Discusses opportunities for U.S. franchisers and legal requirements in the market.
Last Published: 10/10/2018
India is a hot market for American franchisors.  Demand for U.S. brands is strong in food & beverage, hospitality, retail, education, garments & apparel, healthcare, fitness and personal grooming clinics.  India is also witnessing a consumption boom fueled by a huge demographic transformation.  This has led to a population of over 250 million middle-income Indians with high disposable incomes, changing lifestyles, mounting aspirations, appetite for Western goods, international exposure, options for quality retail space, and enhanced product choice and availability.  The increased demand for goods in India is in turn generating a greater demand for U.S. franchises.

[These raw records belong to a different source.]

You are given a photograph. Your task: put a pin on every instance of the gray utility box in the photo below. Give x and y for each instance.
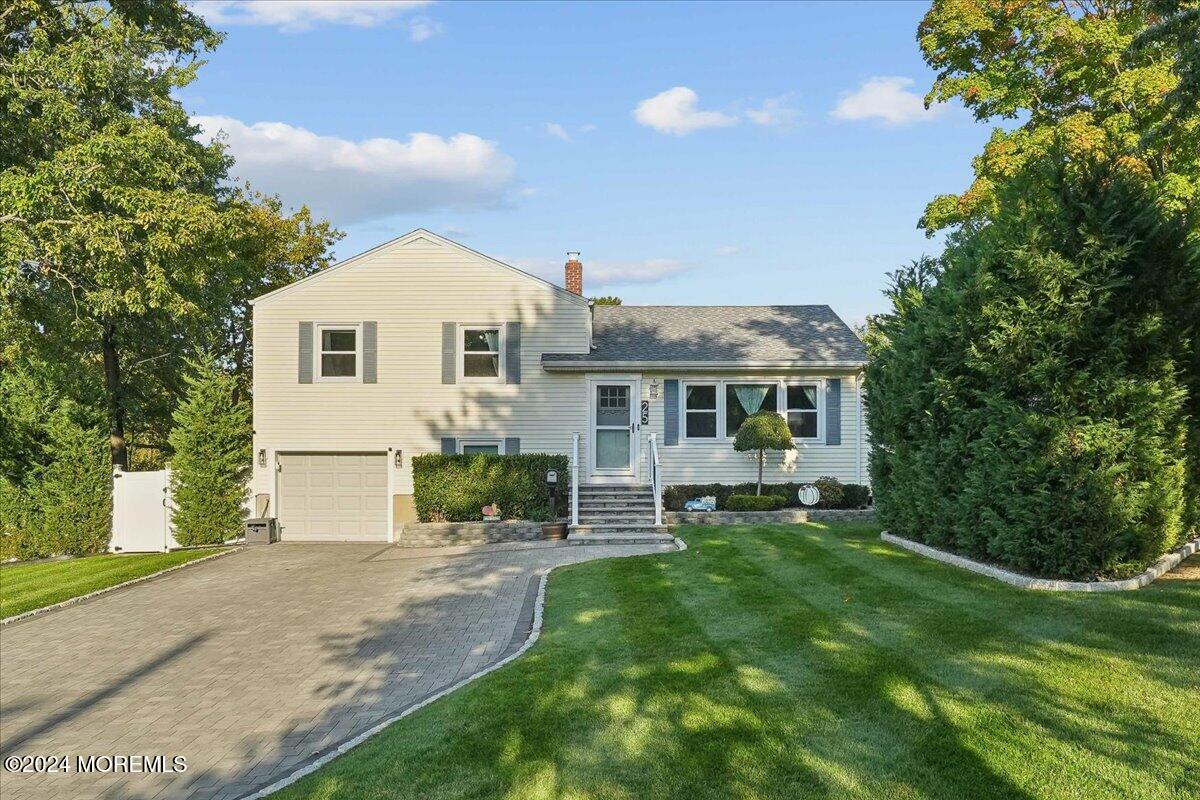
(262, 530)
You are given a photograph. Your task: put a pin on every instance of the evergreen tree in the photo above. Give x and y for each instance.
(211, 439)
(1029, 394)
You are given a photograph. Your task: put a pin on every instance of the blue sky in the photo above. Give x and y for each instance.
(694, 154)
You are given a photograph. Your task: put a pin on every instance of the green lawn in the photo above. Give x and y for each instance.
(811, 662)
(25, 587)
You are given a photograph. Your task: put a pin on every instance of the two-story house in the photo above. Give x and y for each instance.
(425, 346)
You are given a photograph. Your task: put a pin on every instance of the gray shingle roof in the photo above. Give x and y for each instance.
(717, 334)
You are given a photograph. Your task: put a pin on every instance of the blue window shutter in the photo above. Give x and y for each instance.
(449, 353)
(833, 411)
(370, 348)
(305, 358)
(671, 411)
(513, 353)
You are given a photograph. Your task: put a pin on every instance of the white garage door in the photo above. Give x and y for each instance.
(334, 497)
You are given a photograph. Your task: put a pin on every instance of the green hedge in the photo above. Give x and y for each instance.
(455, 488)
(754, 503)
(66, 506)
(834, 494)
(1029, 391)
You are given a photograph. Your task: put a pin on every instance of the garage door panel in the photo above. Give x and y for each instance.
(334, 497)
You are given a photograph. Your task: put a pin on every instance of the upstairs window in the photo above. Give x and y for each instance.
(339, 352)
(483, 353)
(700, 411)
(802, 410)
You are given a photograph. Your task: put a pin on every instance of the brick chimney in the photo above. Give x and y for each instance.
(574, 274)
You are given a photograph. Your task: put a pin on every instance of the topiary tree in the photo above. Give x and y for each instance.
(762, 431)
(211, 439)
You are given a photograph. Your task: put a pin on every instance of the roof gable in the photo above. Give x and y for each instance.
(417, 238)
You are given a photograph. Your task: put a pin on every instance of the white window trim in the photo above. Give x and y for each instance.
(780, 384)
(317, 353)
(483, 441)
(765, 382)
(683, 414)
(502, 343)
(819, 384)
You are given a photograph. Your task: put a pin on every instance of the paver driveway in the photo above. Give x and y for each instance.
(250, 665)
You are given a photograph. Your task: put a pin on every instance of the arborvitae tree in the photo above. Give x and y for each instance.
(73, 493)
(1029, 394)
(211, 439)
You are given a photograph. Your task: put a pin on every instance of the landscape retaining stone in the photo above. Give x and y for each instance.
(1155, 571)
(786, 516)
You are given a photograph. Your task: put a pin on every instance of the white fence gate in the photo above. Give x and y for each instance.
(142, 512)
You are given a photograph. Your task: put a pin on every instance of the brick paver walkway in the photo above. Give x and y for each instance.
(250, 665)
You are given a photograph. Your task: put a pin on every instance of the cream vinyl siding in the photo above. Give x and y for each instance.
(409, 288)
(717, 462)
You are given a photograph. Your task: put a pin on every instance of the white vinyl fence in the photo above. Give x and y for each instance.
(142, 512)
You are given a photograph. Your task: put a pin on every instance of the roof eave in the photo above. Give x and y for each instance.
(551, 365)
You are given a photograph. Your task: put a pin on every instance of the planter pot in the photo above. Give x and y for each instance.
(555, 530)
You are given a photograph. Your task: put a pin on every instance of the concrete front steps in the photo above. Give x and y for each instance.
(617, 515)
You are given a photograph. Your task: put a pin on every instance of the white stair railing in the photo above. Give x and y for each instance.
(657, 479)
(575, 479)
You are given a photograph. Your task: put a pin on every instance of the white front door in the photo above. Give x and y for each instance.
(615, 425)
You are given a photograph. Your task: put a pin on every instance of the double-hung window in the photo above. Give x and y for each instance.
(743, 400)
(483, 353)
(477, 446)
(802, 410)
(339, 355)
(700, 411)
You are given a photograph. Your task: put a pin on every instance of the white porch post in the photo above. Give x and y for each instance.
(575, 479)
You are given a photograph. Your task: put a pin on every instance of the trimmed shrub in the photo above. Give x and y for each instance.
(754, 503)
(833, 492)
(211, 438)
(852, 495)
(1029, 391)
(455, 488)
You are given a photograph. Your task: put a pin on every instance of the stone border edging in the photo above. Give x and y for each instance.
(1155, 571)
(354, 741)
(72, 601)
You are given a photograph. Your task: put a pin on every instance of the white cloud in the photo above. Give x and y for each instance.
(423, 28)
(603, 274)
(353, 181)
(886, 98)
(675, 110)
(297, 16)
(774, 112)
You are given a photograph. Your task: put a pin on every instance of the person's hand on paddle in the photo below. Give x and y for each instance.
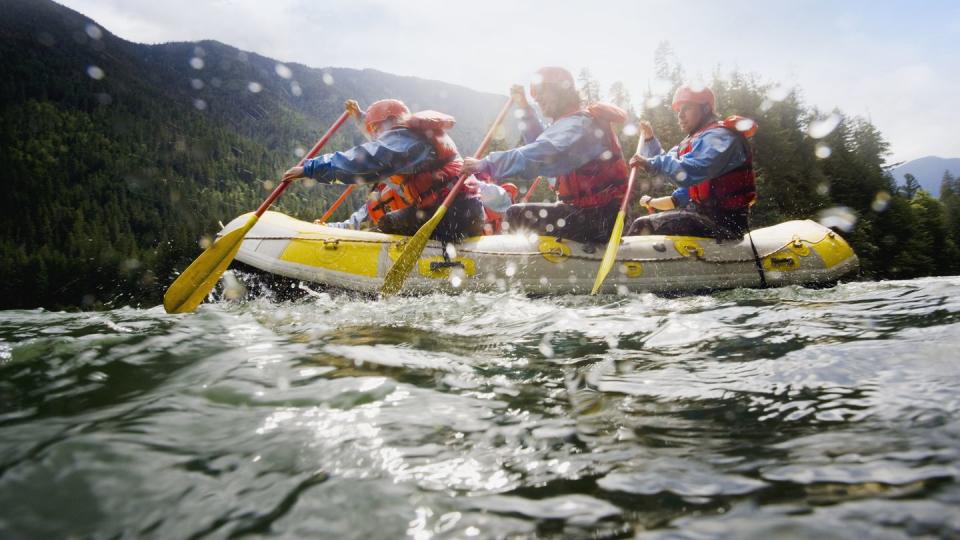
(352, 106)
(293, 173)
(519, 96)
(640, 162)
(647, 129)
(470, 166)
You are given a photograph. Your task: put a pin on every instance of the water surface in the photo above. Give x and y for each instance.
(752, 414)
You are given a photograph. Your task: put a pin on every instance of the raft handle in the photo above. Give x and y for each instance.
(439, 265)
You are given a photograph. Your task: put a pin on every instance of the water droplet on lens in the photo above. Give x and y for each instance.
(821, 128)
(822, 151)
(744, 124)
(839, 217)
(283, 71)
(94, 31)
(880, 202)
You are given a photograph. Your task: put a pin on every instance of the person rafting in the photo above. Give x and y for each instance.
(712, 168)
(580, 149)
(384, 198)
(414, 156)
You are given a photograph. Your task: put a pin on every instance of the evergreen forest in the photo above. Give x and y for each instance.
(121, 159)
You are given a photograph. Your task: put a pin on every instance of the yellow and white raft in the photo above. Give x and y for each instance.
(791, 253)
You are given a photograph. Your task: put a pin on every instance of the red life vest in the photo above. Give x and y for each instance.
(493, 221)
(384, 199)
(604, 179)
(733, 190)
(427, 187)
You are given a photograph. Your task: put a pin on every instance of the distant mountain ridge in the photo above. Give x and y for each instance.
(118, 157)
(928, 171)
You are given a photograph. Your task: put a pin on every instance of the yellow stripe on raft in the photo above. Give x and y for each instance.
(357, 258)
(833, 250)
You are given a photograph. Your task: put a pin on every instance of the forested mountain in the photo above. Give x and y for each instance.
(927, 172)
(118, 158)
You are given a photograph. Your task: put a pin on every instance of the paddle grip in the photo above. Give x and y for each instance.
(311, 154)
(480, 151)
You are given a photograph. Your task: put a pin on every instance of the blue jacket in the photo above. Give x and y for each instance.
(396, 151)
(564, 146)
(714, 152)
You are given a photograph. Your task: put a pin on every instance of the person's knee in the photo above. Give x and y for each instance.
(640, 227)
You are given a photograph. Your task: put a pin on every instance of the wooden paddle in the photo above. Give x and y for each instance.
(414, 247)
(357, 114)
(610, 256)
(193, 285)
(533, 187)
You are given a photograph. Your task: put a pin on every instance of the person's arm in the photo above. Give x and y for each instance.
(494, 197)
(353, 222)
(713, 154)
(529, 122)
(395, 151)
(651, 148)
(565, 146)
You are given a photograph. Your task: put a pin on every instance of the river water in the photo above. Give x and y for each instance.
(784, 413)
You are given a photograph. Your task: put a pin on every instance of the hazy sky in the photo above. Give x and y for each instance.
(895, 63)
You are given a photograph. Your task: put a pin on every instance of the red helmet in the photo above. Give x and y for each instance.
(382, 110)
(686, 94)
(553, 76)
(511, 189)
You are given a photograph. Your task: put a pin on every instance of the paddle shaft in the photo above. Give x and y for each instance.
(336, 204)
(533, 188)
(480, 151)
(613, 246)
(197, 280)
(393, 281)
(632, 177)
(311, 154)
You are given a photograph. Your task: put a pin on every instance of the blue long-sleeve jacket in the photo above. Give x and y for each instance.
(396, 151)
(714, 152)
(564, 146)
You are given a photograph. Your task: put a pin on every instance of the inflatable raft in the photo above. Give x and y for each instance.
(791, 253)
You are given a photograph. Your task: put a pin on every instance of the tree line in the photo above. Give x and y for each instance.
(111, 192)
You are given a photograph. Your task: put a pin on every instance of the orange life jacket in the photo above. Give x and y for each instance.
(733, 190)
(428, 186)
(493, 221)
(384, 199)
(604, 179)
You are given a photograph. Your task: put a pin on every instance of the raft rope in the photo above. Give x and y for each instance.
(756, 256)
(506, 253)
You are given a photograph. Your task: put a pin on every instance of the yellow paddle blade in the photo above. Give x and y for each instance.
(411, 252)
(610, 255)
(196, 282)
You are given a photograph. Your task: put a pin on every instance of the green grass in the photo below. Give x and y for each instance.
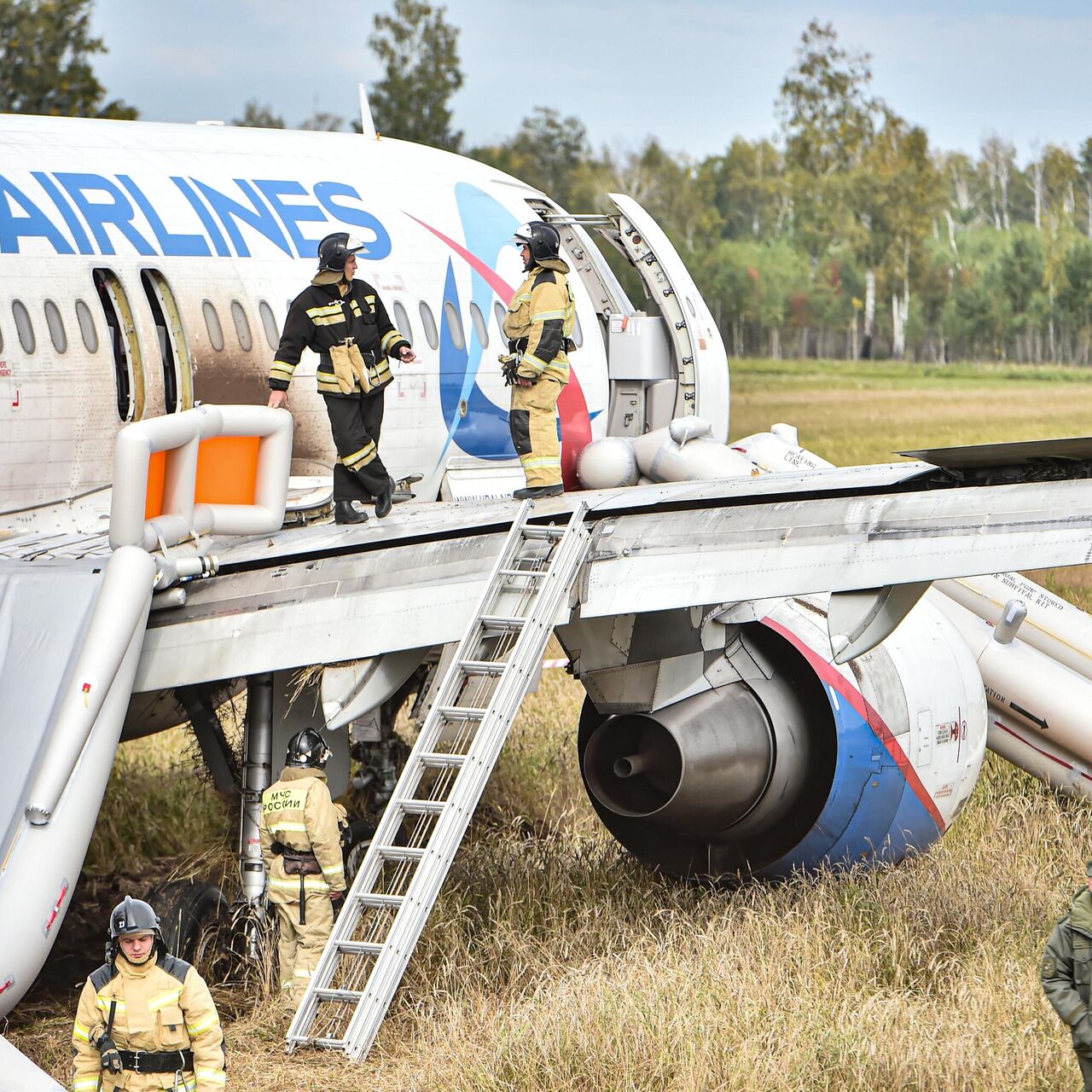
(554, 962)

According to a KPMG and Franchise Association of India (FAI) report, the current estimated market size of the Indian franchise industry is $50.4 billion, an increase from $13.4 billion in 2012.  Among the top prospects for U.S. franchisors are education, food, retail, and health, beauty & wellness services.  Other industry sectors with potential include apparel, travel and tourism, and business/financial services.

The United States is a key player in India’s franchise boom.  Indians demand products and services of good quality, which can be delivered by U.S. franchisees.  Simultaneously, India is witnessing huge growth in entrepreneurial energy and talent.  These new entrepreneurs are very receptive to American franchises.  Several foreign companies with strong brands have established a presence in India through franchising.  In the hospitality and food service industries, this has been the preferred method for starting operations in India.

Major U.S. restaurant brands that operate in India through franchisees include the following: Krispy Kreme, Dunkin’ Donuts, Wendy’s, Chili’s, Burger King, Johnny Rocket’s, Hard Rock Café, Cinnabon, Papa Johns, McDonalds, Kentucky Fried Chicken (KFC), Pizza Hut, Taco Bell, Domino’s Pizza, Subway, and Baskin Robbins.  Hotels include Marriotts, Westin, Hyatt, and Radisson.
 
Challenges

Unlike the United States, in India there are no laws enacted solely for the purpose of regulating the growing business of franchising.  When franchisors enter India, they are governed by many different national and regional statutes and codes rather than a single comprehensive set of regulations.  Thus, each state/region needs to be evaluated.  Key factors to consider in the Indian market include the following:

Regional Approach to Address Market Diversity

Companies prefer to appoint master licensees on a regional basis, as India is a large country with a diverse mix of populations and cultures.

Local Culture and Tastes

Understanding local culture and tastes and innovative strategies like “Indianization” of products is vital to a franchise success.  For example, a large percentage of Indians is vegetarian.  A classic example of successful “Indianization” is in the fast food sector.  Several American companies such as McDonald’s, Pizza Hut and Domino’s have developed special India menus to cater to the Indian palate.

Expensive Real Estate

In the large Indian cities, retail space continues to be expensive and the quality is relatively poor.  Antiquated rent control laws make finding a suitable and affordable location difficult.

Legal & Business Advice

U.S. Franchisors need a thorough understanding of the business laws related to franchising.  In addition, hiring a good local tax consultant to provide guidance to avoid pitfalls is recommended.  It is also vital to conduct thorough financial and legal due diligence on a prospective franchisee.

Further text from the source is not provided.